男孩兴奋地将最后一块拼图递到了黎煜面前,献宝一样将黎煜拉到了拼图前,“哥哥把最后一块拼图放上去吧!”
男孩有着自己的小心思,这样的话,这副拼图也算是他和大哥哥共同完成的吧?
白玉连清楚地记得接下来会发生什么,有些不忍地移开了眼。
可纵然看不见这一幕,那些残忍的话却不容拒绝地飘到他的耳边。
“你怎么这么讨厌,我说了不玩了。”
黎煜转头要走,男孩锲而不舍地抓着他的衣角。
耳边传来“唰唰唰”的纸片碎裂的声音,拼图的碎片漫天飞扬,那些纸片穿过白玉连的身体,无情地落到了地上。
男孩呆呆地看着一地的碎片,眼中涌上泪珠,这个年龄的小孩本来便应是情绪化的,因为怕被黎煜讨厌,他从来不敢在他面前哭闹,但在此时却终于抑制不住心里的委屈了,转身夺门而出。
“哥哥最坏了!”
下楼时遇到了女主人,女主人惊讶极了。
“连连怎么哭了,是不是哥哥欺负你了?”
“呜……没,没有……呜……”男孩哭得厉害,说不清楚话,绕开女主人往家的方向跑走了。
白玉连漠然地跟在男孩身后,哭什么呢……更过分的事,以后多了去了,谁叫你贱呢?
第21章 摸金校尉小粽子9
那天晚上,有一个傻小孩,蜷缩在被窝里,哭到了半夜,第二天母亲来叫他时才发现男孩已经发烧发得昏迷了过去。
男孩躺在病床上,眼巴巴地望着门口,整个人像是被霜打了的的茄子,蔫蔫的提不起精神来。
“妈妈,大哥哥会不会来接我出院啊?”
住院后,男孩原本圆润的小脸瘦了一圈,妇人怜爱地摸了摸男孩的头,她不想看到男孩失望的样子,可是已经等了一天了,马上就要到最后的出院时间了,一会儿就会有护士来收拾病床,那孩子应该是不会来了。
男孩有些失望,将头埋在了被子里,固执地不肯离开。
“连连,阿姨和哥哥来接你了,你有没有听护士姐姐的话,按时吃药啊?”
“蕾姐,不好意思啊,这孩子任性得很,非吵着要见大哥哥。”
“哪有,连连多可爱啊。”
躲在被子里的小孩听见外面的对话,一把掀开了被子,看到站在病床边的黎煜后,嘴边咧开了一抹灿烂到极致的笑容,就像一只看见骨头的小狗,整个人又充满了活力。
男孩爬下床,自己穿好衣服和鞋子,小心地将自己的手塞到黎煜的手里,一双眼睛亮晶晶的,仰头看向黎煜,“哥哥,我们走吧。”
黎煜这一次破例地没有甩开男孩的手,只是板着一张脸,牵着他往外走,一路上,男孩始终带着甜甜的笑。
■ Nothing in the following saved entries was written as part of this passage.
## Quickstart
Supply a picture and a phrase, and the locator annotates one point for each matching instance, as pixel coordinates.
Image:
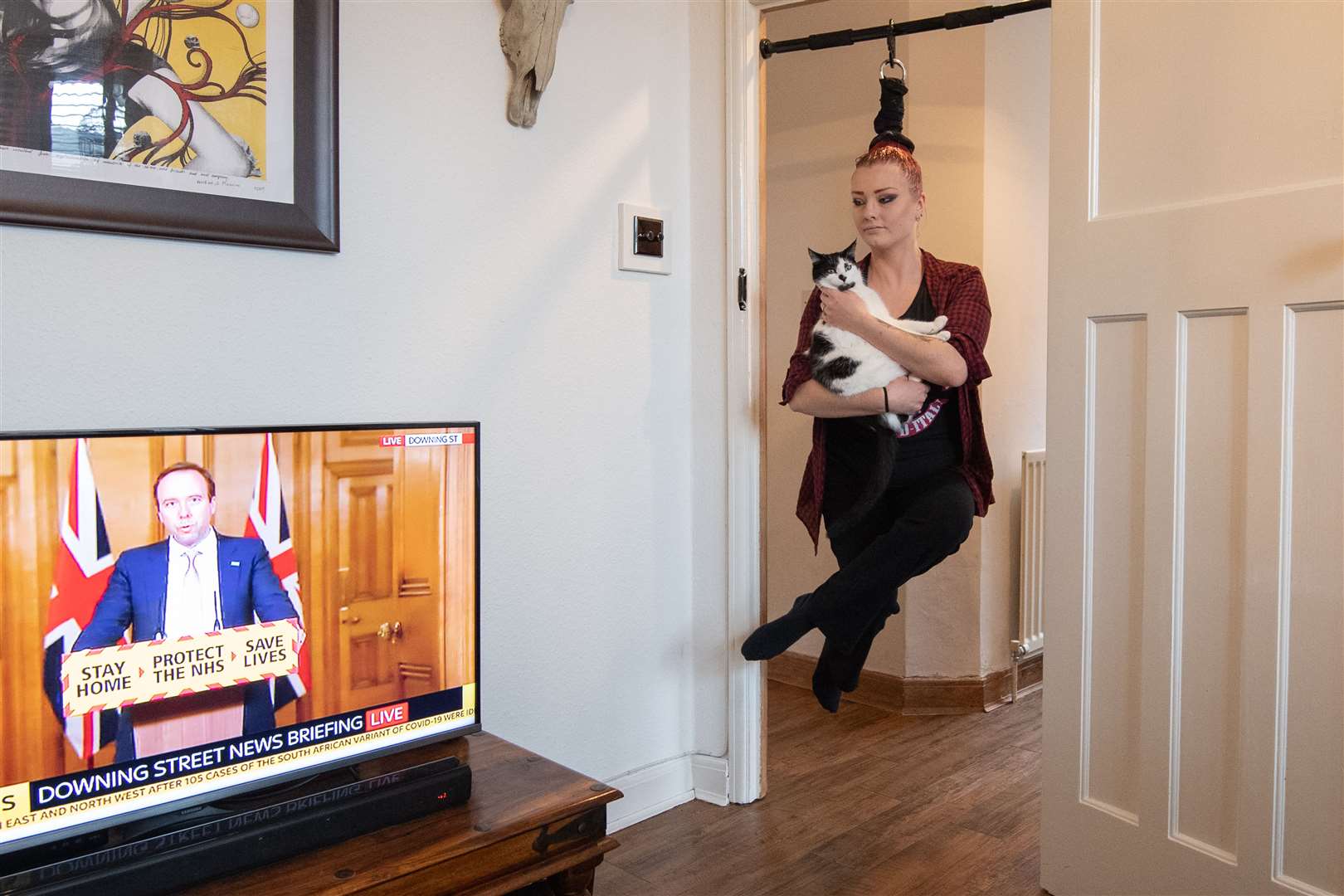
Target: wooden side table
(528, 820)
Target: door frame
(743, 119)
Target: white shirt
(191, 607)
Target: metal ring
(893, 63)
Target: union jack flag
(266, 520)
(84, 566)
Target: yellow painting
(175, 84)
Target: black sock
(777, 635)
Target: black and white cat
(845, 363)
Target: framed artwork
(182, 119)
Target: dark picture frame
(311, 222)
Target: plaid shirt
(958, 292)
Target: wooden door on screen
(1192, 719)
(385, 567)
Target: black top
(864, 457)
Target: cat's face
(836, 270)
(884, 207)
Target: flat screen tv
(191, 614)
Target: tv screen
(195, 613)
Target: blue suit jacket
(138, 598)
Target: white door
(1194, 724)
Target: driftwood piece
(527, 35)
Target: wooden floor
(859, 802)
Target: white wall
(476, 281)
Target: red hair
(893, 153)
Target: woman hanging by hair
(895, 505)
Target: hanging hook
(891, 52)
(894, 63)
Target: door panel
(1195, 360)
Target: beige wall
(957, 618)
(1016, 229)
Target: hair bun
(893, 139)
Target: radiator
(1031, 589)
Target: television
(194, 614)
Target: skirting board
(665, 785)
(918, 696)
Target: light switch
(641, 236)
(648, 236)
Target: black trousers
(923, 518)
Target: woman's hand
(906, 395)
(845, 310)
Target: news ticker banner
(427, 440)
(149, 670)
(41, 806)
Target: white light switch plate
(626, 212)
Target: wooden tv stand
(528, 820)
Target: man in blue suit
(195, 581)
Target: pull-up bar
(949, 21)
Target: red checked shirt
(958, 292)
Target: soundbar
(236, 835)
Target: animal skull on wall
(527, 35)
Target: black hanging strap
(891, 114)
(949, 21)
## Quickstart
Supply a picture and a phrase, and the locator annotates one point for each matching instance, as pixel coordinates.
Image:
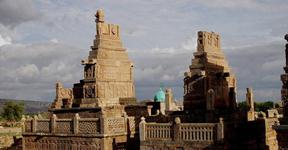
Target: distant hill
(30, 106)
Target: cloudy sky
(43, 41)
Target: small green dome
(159, 96)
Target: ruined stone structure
(90, 115)
(210, 119)
(282, 129)
(101, 112)
(209, 72)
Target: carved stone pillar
(220, 130)
(76, 123)
(142, 129)
(53, 123)
(210, 99)
(177, 129)
(284, 79)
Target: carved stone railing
(187, 132)
(198, 132)
(54, 125)
(160, 131)
(104, 126)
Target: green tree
(13, 111)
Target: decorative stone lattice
(43, 126)
(116, 125)
(62, 143)
(28, 126)
(88, 127)
(64, 126)
(131, 123)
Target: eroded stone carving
(64, 97)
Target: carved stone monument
(250, 105)
(284, 79)
(64, 97)
(90, 116)
(108, 72)
(209, 71)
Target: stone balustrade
(160, 131)
(197, 131)
(188, 132)
(54, 125)
(81, 126)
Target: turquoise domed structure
(159, 96)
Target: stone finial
(250, 99)
(142, 119)
(177, 120)
(221, 120)
(286, 37)
(210, 99)
(99, 15)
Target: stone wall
(180, 135)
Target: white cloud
(5, 40)
(16, 12)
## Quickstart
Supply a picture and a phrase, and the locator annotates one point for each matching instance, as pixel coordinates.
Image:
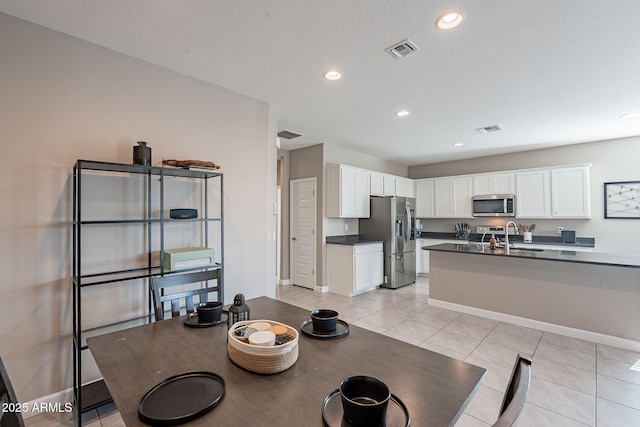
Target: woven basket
(263, 359)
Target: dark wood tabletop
(435, 388)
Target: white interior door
(303, 232)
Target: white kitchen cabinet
(354, 269)
(533, 194)
(498, 183)
(424, 198)
(404, 187)
(348, 191)
(452, 197)
(389, 185)
(570, 192)
(377, 184)
(558, 192)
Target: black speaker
(183, 213)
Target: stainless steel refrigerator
(393, 221)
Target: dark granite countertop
(599, 258)
(583, 242)
(352, 239)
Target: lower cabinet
(354, 269)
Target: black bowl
(210, 311)
(324, 320)
(364, 400)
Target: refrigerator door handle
(407, 234)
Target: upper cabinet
(404, 187)
(558, 192)
(377, 184)
(349, 188)
(452, 197)
(348, 191)
(389, 185)
(553, 192)
(533, 194)
(425, 198)
(570, 192)
(495, 183)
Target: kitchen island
(587, 295)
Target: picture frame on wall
(622, 200)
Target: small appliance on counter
(463, 230)
(568, 236)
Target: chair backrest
(516, 394)
(160, 284)
(11, 417)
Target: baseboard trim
(543, 326)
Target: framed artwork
(622, 200)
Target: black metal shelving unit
(93, 395)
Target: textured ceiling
(549, 72)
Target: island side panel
(596, 298)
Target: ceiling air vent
(287, 134)
(402, 49)
(489, 129)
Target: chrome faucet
(506, 234)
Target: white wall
(613, 160)
(65, 99)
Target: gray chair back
(159, 286)
(9, 417)
(516, 394)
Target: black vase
(142, 154)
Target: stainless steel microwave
(494, 205)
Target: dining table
(434, 388)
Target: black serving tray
(181, 398)
(332, 412)
(192, 321)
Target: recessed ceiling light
(449, 20)
(332, 75)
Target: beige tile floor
(574, 382)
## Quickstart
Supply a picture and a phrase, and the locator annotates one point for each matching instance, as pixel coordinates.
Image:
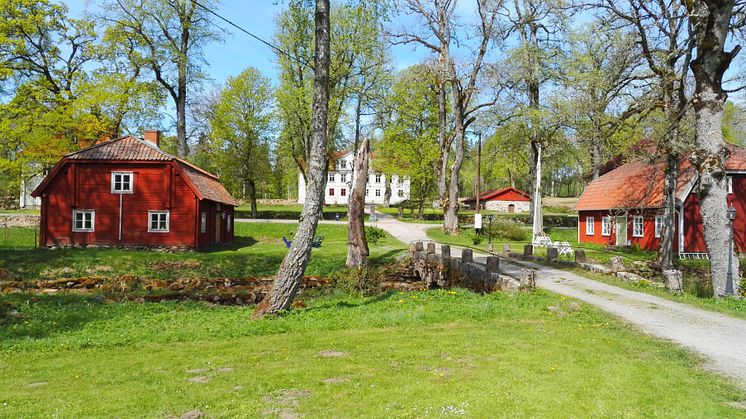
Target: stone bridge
(444, 271)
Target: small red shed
(507, 199)
(625, 206)
(129, 192)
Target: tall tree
(710, 23)
(660, 28)
(170, 36)
(240, 138)
(293, 266)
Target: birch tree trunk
(293, 266)
(357, 244)
(709, 23)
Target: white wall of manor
(339, 184)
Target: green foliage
(241, 135)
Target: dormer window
(121, 182)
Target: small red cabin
(625, 206)
(128, 192)
(507, 199)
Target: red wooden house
(625, 206)
(128, 192)
(504, 200)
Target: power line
(267, 43)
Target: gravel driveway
(719, 338)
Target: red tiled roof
(639, 184)
(207, 184)
(122, 148)
(633, 185)
(496, 193)
(129, 148)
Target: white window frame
(159, 213)
(635, 220)
(84, 229)
(658, 225)
(606, 226)
(590, 226)
(122, 191)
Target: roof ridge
(197, 168)
(97, 145)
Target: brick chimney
(153, 136)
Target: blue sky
(239, 51)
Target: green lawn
(434, 353)
(257, 251)
(593, 251)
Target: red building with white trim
(128, 192)
(507, 199)
(624, 206)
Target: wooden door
(621, 231)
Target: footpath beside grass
(257, 251)
(395, 355)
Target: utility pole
(479, 168)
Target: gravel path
(719, 338)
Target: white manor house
(339, 184)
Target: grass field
(419, 354)
(257, 251)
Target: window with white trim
(121, 182)
(659, 219)
(590, 226)
(638, 226)
(84, 220)
(158, 221)
(606, 226)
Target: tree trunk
(357, 244)
(293, 266)
(709, 23)
(252, 196)
(387, 190)
(668, 232)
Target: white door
(621, 231)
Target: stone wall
(442, 270)
(502, 206)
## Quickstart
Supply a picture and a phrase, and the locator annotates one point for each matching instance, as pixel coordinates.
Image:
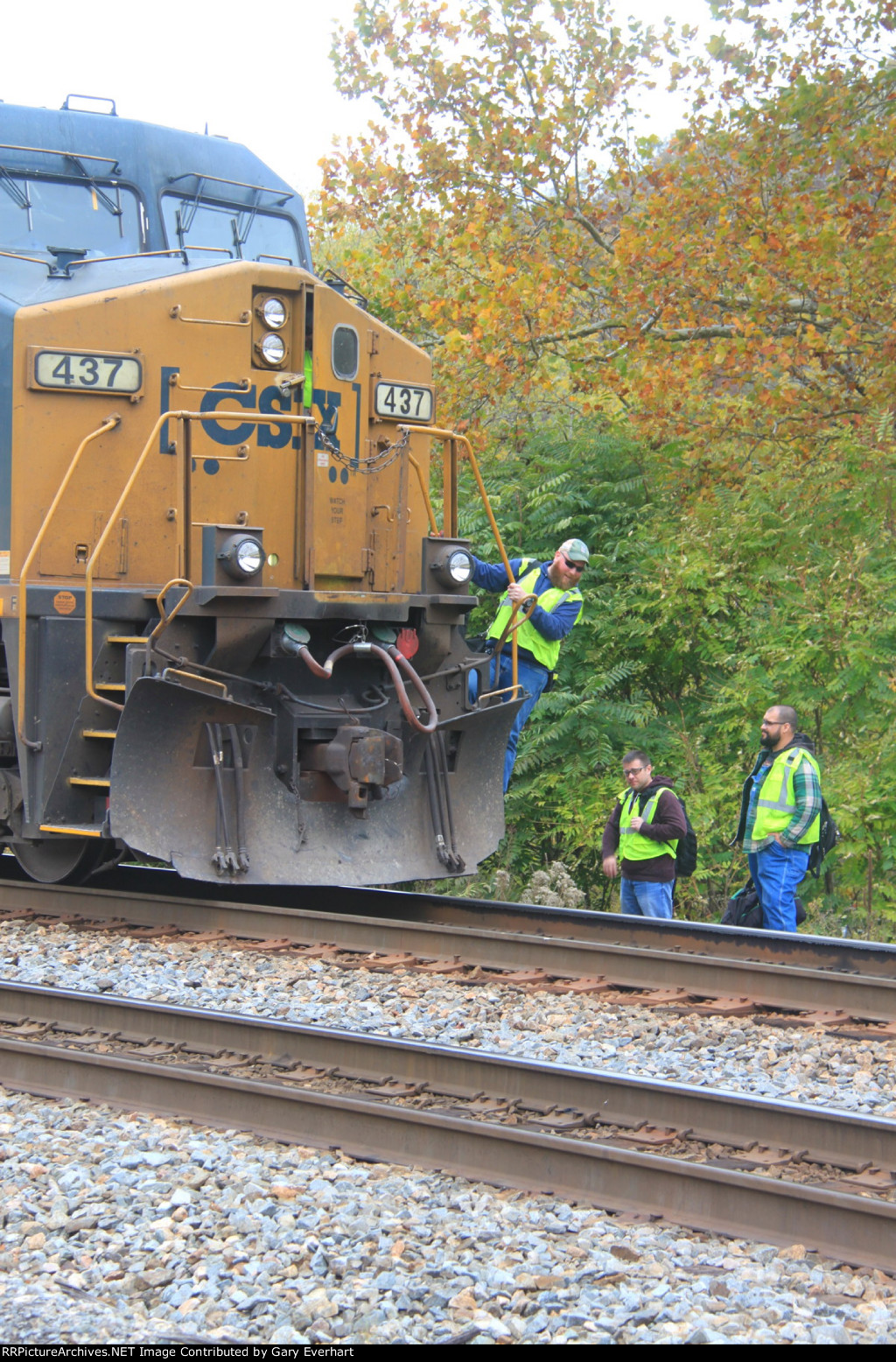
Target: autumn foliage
(719, 301)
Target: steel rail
(840, 1225)
(610, 1098)
(836, 953)
(764, 982)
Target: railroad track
(670, 965)
(775, 1171)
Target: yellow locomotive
(233, 628)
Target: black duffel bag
(746, 910)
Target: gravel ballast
(125, 1227)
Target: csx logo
(270, 435)
(273, 399)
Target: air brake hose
(389, 656)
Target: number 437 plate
(403, 402)
(85, 371)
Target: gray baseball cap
(575, 551)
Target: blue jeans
(646, 898)
(776, 874)
(533, 678)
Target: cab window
(242, 233)
(36, 214)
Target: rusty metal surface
(844, 1226)
(613, 1098)
(775, 984)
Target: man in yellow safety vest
(556, 586)
(644, 828)
(780, 815)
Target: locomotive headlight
(455, 568)
(273, 348)
(274, 313)
(242, 556)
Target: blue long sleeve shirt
(550, 624)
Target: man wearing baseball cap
(556, 586)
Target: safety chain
(376, 462)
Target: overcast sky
(259, 74)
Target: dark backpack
(746, 910)
(828, 838)
(687, 853)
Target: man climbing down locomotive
(556, 587)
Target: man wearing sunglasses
(646, 827)
(780, 815)
(556, 586)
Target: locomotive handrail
(430, 514)
(222, 414)
(107, 424)
(166, 619)
(448, 439)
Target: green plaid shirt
(807, 796)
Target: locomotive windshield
(37, 213)
(244, 233)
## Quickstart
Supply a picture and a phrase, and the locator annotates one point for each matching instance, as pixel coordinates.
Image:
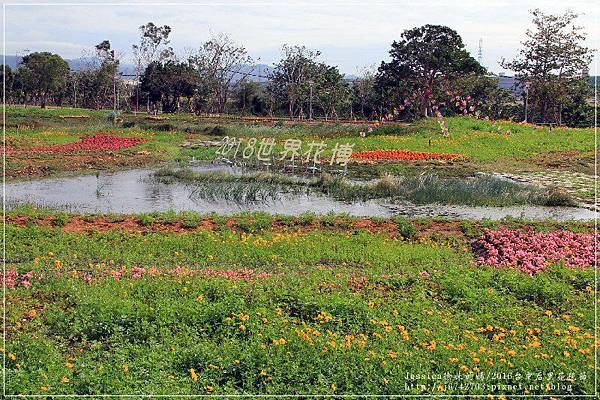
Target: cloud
(349, 34)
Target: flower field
(98, 142)
(259, 305)
(401, 155)
(533, 252)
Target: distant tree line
(426, 62)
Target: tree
(222, 64)
(109, 66)
(422, 60)
(8, 80)
(333, 92)
(364, 93)
(153, 46)
(168, 82)
(294, 77)
(553, 62)
(42, 74)
(248, 94)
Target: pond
(138, 191)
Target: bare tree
(292, 80)
(222, 64)
(154, 46)
(552, 62)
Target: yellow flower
(193, 374)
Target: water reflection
(137, 191)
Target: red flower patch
(88, 144)
(401, 155)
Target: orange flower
(193, 374)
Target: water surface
(138, 191)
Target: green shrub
(405, 228)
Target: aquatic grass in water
(421, 189)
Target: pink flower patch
(532, 252)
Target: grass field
(187, 303)
(179, 137)
(254, 304)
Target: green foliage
(333, 314)
(405, 228)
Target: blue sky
(349, 34)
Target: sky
(350, 34)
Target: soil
(43, 166)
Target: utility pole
(526, 99)
(310, 115)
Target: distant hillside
(76, 64)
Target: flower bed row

跟在他们身后的白玉连脸上不禁露出了苦涩的笑,这个傻小孩,永远都是这样,记吃不记打,仿佛一点也不记得牵着自己的这个人正是害自己住院的罪魁祸首。
恍惚间,眼前的画面一转,原本跟团子一样的小男孩像一颗抽芽的幼苗般长高了,也长瘦了。
那些熟悉的街道、洋房仿佛也不像最初的记忆中那般色彩鲜明了,短短几年间,岁月已经给它们留下了破败的痕迹,整个世界变得暗沉起来。
长到九岁的男孩看着那一件件搬上卡车的家具,哭得声嘶力竭,哭声中的悲拗让在场所有大人都为之揪心。
只可惜他最想打动的那个人,至始至终,都无动于衷。
“哥……嗝、哥哥,你……呜,不要搬走好不好?”男孩抱着黎煜的腰,哭得上气不接下气,眼泪鼻涕一股脑儿地往人家身上蹭。
黎煜看着衣服上那一大圈的水渍,毫不掩饰自己眼中的厌恶,伸手将男孩从自己身上撕了下来,径直上了车,再没有看他一眼。
男孩徒劳地想要去拉那即将发动的车,被身后的妇人严厉地制止了。
望着绝尘而去的卡车,男孩终于知道已经无法挽回了,他的心里空荡荡的,好像失去了生命中最,最重要的人,他停止了哭泣,将脸埋在了母亲怀里,因为之前哭得太厉害,身体还不时地抽搐着。
这是男孩第一次知道,原来眼泪是没有用的,再多的眼泪也无法感动一个丝毫不在意自己的人,所以这一次,无论他怎么哭闹,都不能令那个人转头了。
白玉连的痛苦丝毫不比那个九岁的男孩少,为什么,为什么要让他再经历一遍这些事情?
画面再次变幻,不再局限于幼年时的白墙红瓦,记忆中的一幕幕像放电影一般飞速地在他的眼前划过,最后定格在了一个装饰精美的卫生间。
只见一个穿着高中制服的清秀少年正紧张地站在镜子前,唇色发白,不断地给自己打着气。
这里是……白玉连瞪大了眼,瞳孔猛地收缩到了极致,不,他不要回到这里!
白玉连终于承受不了,崩溃地跌坐在地上,挣扎着想要往外跑,却一次又一次地被不知名的力量拉回来。
“不,我不要……”
求你了,无论是谁……让我离开这里,我不要回到这里……
巨大的痛苦与惊惶让他的眼前一阵阵地发黑,一阵天旋地转的感觉向他袭来。
“不要,带我走……”
“小粽子?”
“带我走……”
“小粽子!醒醒!”
白玉连犹带着泪珠的睫毛颤了颤,缓缓地睁开了眼睛,还没等看清周围的环境,他已经下意识地挣扎了起来,手脚慌乱地挥舞着,声音带着哭腔:“让我走!”
滕南紧了紧怀中的人,“小粽子!”
白玉连眼前的视线有一瞬间的模糊,顿了顿,他才看清滕南那张满是焦虑与担忧的脸,好半天才反应过来自己在哪里。
“没事了,是幻境。”滕南放柔了语气,哄小孩一样拍着白玉连的背。
白玉连摸了摸满是泪痕的脸,幻境里窒息般的痛苦还未褪去,他感觉自己的心仍在一阵阵地绞痛着,那些他最不愿触及的回忆被翻出,那些血淋淋的伤口被撕开,却原来是幻境,黎煜,你看,我都死了,你还不肯放过我。